HR - Indirect supervisors / Management line

Hello,

I work in the field of HR. When I create an application, most of the time, I have to ensure that only the employee and their management line have access to the employee’s records.

In the example below, I would like that

  • Mark has access to the records of Mark, Bill, John, and Bruce.
  • Bill has access to the records of Bill, John, and Bruce
  • etc.

I would like to create a virtual column containing the email addresses of all the managers of a person in text format. In the case of Bruce, this line would look like this: “bruce@test.com, john@test.com, bill@test.com, mark@test.com

I could then grant access using an IN or CONTAINS USEREMAIL().

Or would you use another approach ?

Thank you in advance for your help.
Olivier

Hi,

not sure but try this maybe :

contains(text(select(Users[YourVirtualColumun],[Manage_User] = USEREMAIL() )) , useremail() )

Hi,

Thanks for your answer.
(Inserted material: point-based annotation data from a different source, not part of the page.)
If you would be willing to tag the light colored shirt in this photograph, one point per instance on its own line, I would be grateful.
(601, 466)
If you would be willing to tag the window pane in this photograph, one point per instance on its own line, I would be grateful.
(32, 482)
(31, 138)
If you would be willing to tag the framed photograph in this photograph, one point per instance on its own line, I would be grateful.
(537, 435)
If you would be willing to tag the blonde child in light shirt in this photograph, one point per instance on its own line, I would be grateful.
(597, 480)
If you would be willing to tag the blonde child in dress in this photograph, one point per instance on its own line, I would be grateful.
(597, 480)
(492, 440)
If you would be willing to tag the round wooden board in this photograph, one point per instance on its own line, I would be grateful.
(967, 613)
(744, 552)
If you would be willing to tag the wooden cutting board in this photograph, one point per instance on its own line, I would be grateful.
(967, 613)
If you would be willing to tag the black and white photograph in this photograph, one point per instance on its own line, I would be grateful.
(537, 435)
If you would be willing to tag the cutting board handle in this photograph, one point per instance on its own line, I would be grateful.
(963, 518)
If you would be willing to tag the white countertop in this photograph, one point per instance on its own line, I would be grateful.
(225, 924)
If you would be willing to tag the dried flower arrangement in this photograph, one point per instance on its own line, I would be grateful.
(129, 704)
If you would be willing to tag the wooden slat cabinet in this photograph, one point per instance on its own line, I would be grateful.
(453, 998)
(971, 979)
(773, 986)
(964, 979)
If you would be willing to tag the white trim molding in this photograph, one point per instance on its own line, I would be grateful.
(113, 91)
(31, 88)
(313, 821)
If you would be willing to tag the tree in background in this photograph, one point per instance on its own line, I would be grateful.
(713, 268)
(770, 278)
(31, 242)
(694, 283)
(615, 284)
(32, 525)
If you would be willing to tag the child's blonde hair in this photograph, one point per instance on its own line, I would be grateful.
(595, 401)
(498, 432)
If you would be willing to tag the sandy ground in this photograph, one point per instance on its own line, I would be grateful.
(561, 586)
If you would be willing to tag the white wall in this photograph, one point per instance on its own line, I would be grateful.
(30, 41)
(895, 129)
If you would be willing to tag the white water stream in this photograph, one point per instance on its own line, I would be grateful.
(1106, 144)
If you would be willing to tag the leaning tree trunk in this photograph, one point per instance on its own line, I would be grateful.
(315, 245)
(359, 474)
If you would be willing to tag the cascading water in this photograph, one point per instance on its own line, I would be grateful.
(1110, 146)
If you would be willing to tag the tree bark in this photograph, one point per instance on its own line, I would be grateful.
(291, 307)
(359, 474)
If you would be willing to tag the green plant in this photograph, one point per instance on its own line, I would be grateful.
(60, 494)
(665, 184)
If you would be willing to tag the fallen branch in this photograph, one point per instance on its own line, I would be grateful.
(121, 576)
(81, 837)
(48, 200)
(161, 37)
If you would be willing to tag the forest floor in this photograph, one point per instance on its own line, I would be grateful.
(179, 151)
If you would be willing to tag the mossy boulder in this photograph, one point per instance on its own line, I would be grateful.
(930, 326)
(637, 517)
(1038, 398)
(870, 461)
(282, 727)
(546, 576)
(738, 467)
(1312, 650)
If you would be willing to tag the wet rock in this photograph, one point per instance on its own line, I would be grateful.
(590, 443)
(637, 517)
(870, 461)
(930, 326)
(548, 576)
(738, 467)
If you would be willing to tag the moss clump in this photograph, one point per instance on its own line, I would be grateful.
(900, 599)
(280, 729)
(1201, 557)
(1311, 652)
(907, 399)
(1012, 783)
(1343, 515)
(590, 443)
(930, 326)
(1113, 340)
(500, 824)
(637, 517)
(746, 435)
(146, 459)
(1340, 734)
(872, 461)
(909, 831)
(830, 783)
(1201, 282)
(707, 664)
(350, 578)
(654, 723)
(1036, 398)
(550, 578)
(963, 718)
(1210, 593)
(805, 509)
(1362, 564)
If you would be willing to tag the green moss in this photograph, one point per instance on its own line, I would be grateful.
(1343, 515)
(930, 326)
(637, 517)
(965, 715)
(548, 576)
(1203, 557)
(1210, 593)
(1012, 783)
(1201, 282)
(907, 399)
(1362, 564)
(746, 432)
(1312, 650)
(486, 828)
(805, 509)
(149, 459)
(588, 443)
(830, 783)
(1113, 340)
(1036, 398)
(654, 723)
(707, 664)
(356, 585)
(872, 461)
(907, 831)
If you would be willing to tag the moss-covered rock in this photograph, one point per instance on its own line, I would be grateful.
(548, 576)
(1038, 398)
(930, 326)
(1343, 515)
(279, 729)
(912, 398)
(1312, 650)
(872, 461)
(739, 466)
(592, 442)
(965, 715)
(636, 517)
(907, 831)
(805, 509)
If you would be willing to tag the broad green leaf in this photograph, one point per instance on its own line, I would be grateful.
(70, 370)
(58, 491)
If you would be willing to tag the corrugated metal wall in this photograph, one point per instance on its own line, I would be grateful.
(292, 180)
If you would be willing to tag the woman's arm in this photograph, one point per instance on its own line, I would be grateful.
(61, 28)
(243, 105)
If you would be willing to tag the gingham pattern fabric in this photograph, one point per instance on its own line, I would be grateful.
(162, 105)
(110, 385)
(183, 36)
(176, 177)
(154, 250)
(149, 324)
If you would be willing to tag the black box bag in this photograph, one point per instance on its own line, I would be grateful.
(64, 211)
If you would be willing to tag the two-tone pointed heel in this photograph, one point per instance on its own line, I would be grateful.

If I understand the logic of your formula, it is used to select the records to display by looking inside the Virtual Column.

What I’m looking for is the step before : how to create the management line into the virtual column ?

Thanks again.

Olivier

Or.. if the first one is a number column and the management is as straight as you described, something like LOOKUP(USEREMAIL(),Data,Email,Number)<=[Number] and no virtual columns are needed. Though it depends on where you are using this.

1 Like

Hi,

Thanks. The first column is a system column. The key column is [ID_User].

And sorry, I don’t see where to put the formula you’re suggesting : in a slice ?

Thanks again.

Olivier

I do not believe you can achieve this in one VC.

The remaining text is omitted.